Bloody Sunday let loose a torrent of strikes, protests, riots, and other forms of defiance and rebellion that are collectively known as the Revolution of 1905. It seemed unstoppable, even after Sergei Witte, urgently brought back into the czar’s service, brilliantly negotiated a treaty in September that extracted Russia from the war with Japan while minimizing its losses. On October 26, on the crest of a series of strikes that had ballooned into a general strike in St. Petersburg, the city’s workers organized what they called the St. Petersburg Soviet (the Russian word for “council”) of Workers’ Deputies. Led mainly by Mensheviks, the Soviet included worker representatives from all over the city; it also provided what in effect was a national stage for members of the radical intelligentsia to make their mark, the most notable being the young Social Democratic firebrand Leon Trotsky.

The storm nearly toppled the monarchy and forced Nicholas II, under persistent urging by Witte, to make what the czar called his “terrible decision” to grant Russia a parliament with genuine powers. The promise was embodied in the October Manifesto, drafted by Witte and issued on October 30, 1905, which also promised the people of the empire basic civil rights.

The October Manifesto helped save the monarchy. The revolutionaries in the Soviet ignored it, but moderate and liberal members of the middle and upper classes were largely appeased. They did not want to see a mass revolution from below that would sweep them away along with the czar.

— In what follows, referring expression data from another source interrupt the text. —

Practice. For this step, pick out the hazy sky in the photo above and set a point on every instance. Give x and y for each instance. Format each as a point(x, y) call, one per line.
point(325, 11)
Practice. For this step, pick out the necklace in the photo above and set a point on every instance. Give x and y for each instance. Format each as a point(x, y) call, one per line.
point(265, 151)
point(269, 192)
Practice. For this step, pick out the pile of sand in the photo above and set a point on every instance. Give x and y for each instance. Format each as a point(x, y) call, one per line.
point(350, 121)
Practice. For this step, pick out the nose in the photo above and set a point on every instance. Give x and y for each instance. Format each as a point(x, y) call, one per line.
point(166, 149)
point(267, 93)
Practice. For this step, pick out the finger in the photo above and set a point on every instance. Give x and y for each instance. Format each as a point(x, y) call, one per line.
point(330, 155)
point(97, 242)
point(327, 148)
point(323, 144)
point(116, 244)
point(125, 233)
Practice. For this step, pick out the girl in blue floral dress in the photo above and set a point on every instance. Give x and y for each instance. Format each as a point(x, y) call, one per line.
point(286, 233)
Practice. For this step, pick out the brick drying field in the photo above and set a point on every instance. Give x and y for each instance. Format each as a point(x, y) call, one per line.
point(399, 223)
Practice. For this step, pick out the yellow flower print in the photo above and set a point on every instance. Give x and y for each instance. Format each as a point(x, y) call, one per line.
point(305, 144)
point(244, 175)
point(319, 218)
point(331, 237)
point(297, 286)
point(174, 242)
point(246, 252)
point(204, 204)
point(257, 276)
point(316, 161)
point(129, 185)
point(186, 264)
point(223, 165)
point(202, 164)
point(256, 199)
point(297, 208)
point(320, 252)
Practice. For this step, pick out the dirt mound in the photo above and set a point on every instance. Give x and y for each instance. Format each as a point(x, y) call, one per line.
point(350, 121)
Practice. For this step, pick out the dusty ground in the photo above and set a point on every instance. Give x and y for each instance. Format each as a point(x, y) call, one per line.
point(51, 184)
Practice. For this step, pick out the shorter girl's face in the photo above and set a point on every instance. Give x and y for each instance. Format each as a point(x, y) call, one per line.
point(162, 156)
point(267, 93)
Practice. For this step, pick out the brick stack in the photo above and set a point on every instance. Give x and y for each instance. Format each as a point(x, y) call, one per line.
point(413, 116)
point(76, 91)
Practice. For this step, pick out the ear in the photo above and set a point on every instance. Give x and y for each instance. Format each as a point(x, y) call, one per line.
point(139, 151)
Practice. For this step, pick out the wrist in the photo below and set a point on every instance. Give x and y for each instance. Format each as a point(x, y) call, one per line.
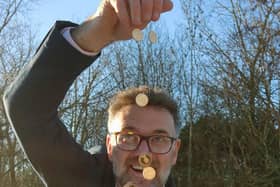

The more liberal among them, now organized into the Constitutional Democratic Party (Cadets), pressed for more concessions, but many nervous moderates, whose numbers included leading industrialists and progressive landlords, accepted the October Manifesto and organized their own “Octobrist” Party to translate their attitude into practical support.

By December, as reliable troops returned home from the Far East, the government was strong enough to arrest the members of the St. Petersburg Soviet and crush a Bolshevik-led uprising in Moscow. Those two successes put out the main flames of the 1905 Revolution.

Smaller fires continued to burn elsewhere in the empire, but they were ruthlessly stamped out at a considerable cost in lives during 1906. In addition to the army and police, the government enlisted the services of reactionary gangs called Black Hundreds. Apart from their attacks and terror tactics against opponents of the regime, the Black Hundreds launched pogroms against Jewish communities in more than 100 cities and towns. The 1905 Revolution was over.